There are two types of independent board members: those whose primary relationship is to you, and those whose primary relationship (and sense of loyalty) is to the VC who invested in your company and helped bring them on board. The VC Crony probably owes a lot more to the VC than they do to you. Additionally, they will have a tendency to vote the way the VC wants or push for things the VC asks them to push for.
These VC Crony independents may be harder to remove, as your investor board members will have a disincentive to support their replacement on the board. In some cases you may need to negotiate with the VC directly for the removal of the independent. Alternatively, if you have a larger board with many members, they can help push for the removal of a non-performing independent.

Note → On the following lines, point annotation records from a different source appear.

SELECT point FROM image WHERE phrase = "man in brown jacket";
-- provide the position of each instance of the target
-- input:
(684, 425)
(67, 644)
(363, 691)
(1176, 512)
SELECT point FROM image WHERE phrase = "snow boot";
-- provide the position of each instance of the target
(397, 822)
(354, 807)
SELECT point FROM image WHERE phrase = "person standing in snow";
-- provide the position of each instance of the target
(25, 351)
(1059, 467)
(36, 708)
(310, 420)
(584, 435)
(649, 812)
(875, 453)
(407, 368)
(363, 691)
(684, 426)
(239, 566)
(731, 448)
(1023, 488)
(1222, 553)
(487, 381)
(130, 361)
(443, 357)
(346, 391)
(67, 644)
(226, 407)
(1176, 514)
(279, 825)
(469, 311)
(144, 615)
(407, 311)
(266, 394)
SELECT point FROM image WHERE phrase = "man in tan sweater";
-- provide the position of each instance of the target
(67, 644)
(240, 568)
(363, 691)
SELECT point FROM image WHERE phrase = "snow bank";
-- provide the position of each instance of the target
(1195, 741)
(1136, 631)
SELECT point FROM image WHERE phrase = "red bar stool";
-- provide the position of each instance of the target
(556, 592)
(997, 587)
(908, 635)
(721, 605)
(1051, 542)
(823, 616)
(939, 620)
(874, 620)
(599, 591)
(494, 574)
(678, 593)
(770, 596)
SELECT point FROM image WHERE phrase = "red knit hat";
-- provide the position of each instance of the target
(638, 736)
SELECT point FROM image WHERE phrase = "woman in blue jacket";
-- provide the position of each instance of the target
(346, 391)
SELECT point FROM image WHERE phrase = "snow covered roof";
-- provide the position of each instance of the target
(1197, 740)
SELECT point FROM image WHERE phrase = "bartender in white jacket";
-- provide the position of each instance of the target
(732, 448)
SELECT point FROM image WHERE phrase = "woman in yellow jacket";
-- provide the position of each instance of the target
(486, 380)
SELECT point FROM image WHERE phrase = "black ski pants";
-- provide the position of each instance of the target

There are a few ways an independent board seat may be modified (depending on your financing documents). The most common are:
- A board vote. Each board member can vote for or against the removal of a board member, and each vote is counted with the same weight.
- Stock votes for the seat on an as-converted basis. In this type of vote, each share of common and preferred stock counts as one vote. Everyone votes and you add it all up.
- Mutual agreement by common shareholders voting as a class (i.e., the founders) and preferred shareholders voting as a class. Each class of stock needs to agree to the change. In other words, a majority of common stock (usually just founder votes matter, since founders tend to control most common stock) AND a majority of preferred stock (e.g., investors) both need to agree to the change.
- Common nominates, preferred approves. VentureHacks has some of the best content out there on the board of directors and how to construct it. 2
Depending on the structure above and your percent ownership as founders, you may or may not be able to remove an independent board member on your own. Sometimes you can just get one additional board member or a major holder of preferred shares to vote with you to change or remove a board member, but sometimes you need all the preferred board members to vote your way. If this is the case, removing a VC Crony may be impossible without trading something of value with the VC.
Once you have agreed to remove the board member, work with your lawyer to generate the proper legal documentation and board resolutions to make it all official.